Weltweite Auslandsaufenthalte: Institutionen der Berufsbildung können ihre Lernenden, Lehrabgänger/innen, Berufsbildungsverantwortlichen oder ihr Lehrpersonal auf ein internationales (Arbeits-)Leben vorbereiten. Die Mobilitätsteilnehmenden lernen die Arbeits- und Ausbildungskultur von anderen Ländern kennen und entwickeln über die kulturellen Unterschiede hinweg einen Weg zur erfolgreichen Kooperation. Neben Sprachfertigkeiten und projektbezogenen Kenntnissen können sie ihr Wissen über das andere Land erweitern. So entstehen dauerhafte Beziehungen zwischen den Lernenden aus der Schweiz und den ausländischen Arbeitgeber/innen – ein Türöffner für eine weitere Zusammenarbeit.

Internationale Berufsbildungspartnerschaften für global vernetzte Arbeitswelt

Bei internationalen Berufsbildungspartnerschaften können Lernende und Lehrabgänger erste Erfahrungen in interkultureller Zusammenarbeit sammeln.
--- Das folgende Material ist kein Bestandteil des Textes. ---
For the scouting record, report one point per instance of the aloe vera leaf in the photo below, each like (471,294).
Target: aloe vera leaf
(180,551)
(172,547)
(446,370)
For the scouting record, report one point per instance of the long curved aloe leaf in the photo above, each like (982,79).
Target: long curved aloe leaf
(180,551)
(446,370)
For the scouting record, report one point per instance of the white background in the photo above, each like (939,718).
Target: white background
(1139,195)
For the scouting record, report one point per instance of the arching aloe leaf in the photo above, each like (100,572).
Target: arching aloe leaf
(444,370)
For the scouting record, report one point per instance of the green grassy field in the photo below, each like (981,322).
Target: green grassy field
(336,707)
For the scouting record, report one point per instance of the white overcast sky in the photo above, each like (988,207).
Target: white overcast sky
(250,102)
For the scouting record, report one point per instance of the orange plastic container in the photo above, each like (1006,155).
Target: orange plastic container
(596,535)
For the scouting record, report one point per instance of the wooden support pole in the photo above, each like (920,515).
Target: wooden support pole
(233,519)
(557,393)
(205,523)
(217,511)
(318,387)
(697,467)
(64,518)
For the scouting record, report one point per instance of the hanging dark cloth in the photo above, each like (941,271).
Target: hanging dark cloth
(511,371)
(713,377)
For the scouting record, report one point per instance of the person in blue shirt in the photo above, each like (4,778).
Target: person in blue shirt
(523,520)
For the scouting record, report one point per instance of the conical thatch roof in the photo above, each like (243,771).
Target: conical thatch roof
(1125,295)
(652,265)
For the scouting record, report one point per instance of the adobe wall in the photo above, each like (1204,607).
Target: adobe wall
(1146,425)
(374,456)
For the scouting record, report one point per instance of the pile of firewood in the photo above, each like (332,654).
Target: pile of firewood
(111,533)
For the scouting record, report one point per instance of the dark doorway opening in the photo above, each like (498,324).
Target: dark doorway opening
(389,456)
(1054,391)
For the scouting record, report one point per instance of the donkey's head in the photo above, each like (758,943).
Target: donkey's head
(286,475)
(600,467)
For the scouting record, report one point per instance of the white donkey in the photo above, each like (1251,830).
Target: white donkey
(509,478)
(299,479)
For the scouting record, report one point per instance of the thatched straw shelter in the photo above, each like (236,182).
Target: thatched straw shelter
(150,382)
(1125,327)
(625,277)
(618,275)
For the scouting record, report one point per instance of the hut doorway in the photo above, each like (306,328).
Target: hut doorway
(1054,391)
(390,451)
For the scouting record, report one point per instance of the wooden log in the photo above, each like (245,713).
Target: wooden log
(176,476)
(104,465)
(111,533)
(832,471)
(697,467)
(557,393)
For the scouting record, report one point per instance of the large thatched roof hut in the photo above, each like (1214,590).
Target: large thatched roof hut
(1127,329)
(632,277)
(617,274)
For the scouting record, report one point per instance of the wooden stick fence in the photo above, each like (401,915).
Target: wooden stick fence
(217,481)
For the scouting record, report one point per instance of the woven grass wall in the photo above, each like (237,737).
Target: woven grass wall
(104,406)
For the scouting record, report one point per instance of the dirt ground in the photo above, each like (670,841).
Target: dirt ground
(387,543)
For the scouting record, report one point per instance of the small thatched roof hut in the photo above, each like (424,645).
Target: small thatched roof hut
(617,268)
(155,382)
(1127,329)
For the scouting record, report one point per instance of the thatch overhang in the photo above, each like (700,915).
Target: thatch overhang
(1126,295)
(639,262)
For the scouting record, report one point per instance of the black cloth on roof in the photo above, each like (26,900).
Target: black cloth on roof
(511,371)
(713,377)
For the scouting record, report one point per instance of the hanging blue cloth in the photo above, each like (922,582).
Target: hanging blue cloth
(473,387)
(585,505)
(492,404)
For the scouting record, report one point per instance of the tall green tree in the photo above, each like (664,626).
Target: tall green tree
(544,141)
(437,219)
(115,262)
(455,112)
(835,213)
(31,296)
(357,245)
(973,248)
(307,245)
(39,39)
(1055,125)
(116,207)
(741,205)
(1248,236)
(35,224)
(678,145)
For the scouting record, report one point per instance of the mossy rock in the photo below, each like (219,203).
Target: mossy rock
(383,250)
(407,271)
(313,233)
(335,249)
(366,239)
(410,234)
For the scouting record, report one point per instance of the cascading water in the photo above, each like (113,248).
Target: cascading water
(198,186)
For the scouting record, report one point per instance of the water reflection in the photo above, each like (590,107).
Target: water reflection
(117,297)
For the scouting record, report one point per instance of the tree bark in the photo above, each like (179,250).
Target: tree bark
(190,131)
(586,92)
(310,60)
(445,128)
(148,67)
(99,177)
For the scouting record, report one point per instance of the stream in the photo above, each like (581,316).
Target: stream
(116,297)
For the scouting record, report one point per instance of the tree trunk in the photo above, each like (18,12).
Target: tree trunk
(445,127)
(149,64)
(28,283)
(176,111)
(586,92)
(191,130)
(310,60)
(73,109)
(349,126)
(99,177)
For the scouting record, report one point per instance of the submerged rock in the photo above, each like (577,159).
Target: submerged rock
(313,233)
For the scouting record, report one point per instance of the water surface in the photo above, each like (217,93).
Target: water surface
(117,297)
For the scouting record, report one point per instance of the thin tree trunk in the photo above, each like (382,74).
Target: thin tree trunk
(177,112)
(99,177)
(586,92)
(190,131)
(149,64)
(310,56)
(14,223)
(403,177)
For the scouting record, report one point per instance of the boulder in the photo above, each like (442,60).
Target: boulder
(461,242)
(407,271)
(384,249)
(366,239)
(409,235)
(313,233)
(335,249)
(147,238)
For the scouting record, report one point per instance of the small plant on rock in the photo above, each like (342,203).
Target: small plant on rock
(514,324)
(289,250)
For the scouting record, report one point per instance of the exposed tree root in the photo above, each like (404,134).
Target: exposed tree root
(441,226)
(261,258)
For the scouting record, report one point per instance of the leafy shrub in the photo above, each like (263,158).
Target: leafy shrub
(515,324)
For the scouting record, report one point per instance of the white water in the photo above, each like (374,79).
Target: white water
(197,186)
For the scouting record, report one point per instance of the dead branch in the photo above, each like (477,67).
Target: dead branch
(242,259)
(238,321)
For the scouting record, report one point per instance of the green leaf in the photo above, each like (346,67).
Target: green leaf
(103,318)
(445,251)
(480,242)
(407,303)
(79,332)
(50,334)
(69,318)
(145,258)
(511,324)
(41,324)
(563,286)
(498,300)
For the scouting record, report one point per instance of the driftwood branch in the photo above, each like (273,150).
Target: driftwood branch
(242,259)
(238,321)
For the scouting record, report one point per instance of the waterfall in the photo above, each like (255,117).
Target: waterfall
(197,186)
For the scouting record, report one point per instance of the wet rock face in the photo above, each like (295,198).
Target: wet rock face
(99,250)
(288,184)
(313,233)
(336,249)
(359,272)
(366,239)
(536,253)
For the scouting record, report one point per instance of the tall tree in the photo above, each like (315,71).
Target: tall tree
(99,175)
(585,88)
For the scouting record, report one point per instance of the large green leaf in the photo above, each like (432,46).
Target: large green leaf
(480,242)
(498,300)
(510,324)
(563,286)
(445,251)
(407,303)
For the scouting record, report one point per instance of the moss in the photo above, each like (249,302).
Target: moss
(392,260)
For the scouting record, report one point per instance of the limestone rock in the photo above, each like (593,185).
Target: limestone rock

Diese wird für die Bildungslaufbahn und das Arbeitsleben immer wichtiger. Mit dem Programm zur Förderung internationaler Berufsbildungspartnerschaften werden Projekte unterstützt, die den langfristigen Aufbau von Beziehungen zwischen schweizerischen und ausländischen Berufsbildungsinstitutionen anstreben. International gut vernetzte Schulen, Verbände, Unternehmen sind offen für neue Praktikumsmodelle und schaffen ein dynamisches Arbeitsumfeld.

An wen richtet sich das Programm?

  • An Lernende: Sie können Berufspraktika oder definierte Projektarbeit in einem Gastbetrieb oder  in einer Gastschule absolvieren.
  • An Lehrabgänger/innen: Sie können innerhalb eines Jahres nach Lehrabschluss ein berufsbezogenes Praktikum beginnen.
  • An Berufsbildungsverantwortliche und Lehrpersonal: Sie können einen Austausch über Aus- und Weiterbildungsfragen, Netzwerkarbeit, Projektentwicklung oder ein Job-Shadowing absolvieren. 

Wer kann ein Projekt einreichen?

Unternehmen, Verbände, Berufsschulen, kantonale Ämter, Gemeinden oder andere berufsbildungsnahe Organisationen (öffentlich oder privat). Institutionen können einzeln oder als Konsortium einen Antrag stellen. Einzelpersonen sind nicht antragsberechtigt.

Welche Termine sind zu beachten?

  • Die Anträge auf Fördergelder können mit dem Antragsformular eingereicht werden. Der Frist ist auf Frühjahr/Sommer 2019 festgelegt.
  • Die Projektlaufzeit kann vom Antragsteller definiert werden und beträgt zwischen 12 und maximal 24 Monaten.

Welche Unterstützung bietet Movetia?

  • Finanzielle Förderung: Movetia übernimmt maximal 60 Prozent der Projektkosten. Das Projekt darf nicht bereits mit Erasmus+-Fördermitteln finanziert werden.
  • Beratung: Darüber hinaus unterstützt Movetia die Institutionen gerne bei Fragen von der Projektidee bis zum Projektabschluss.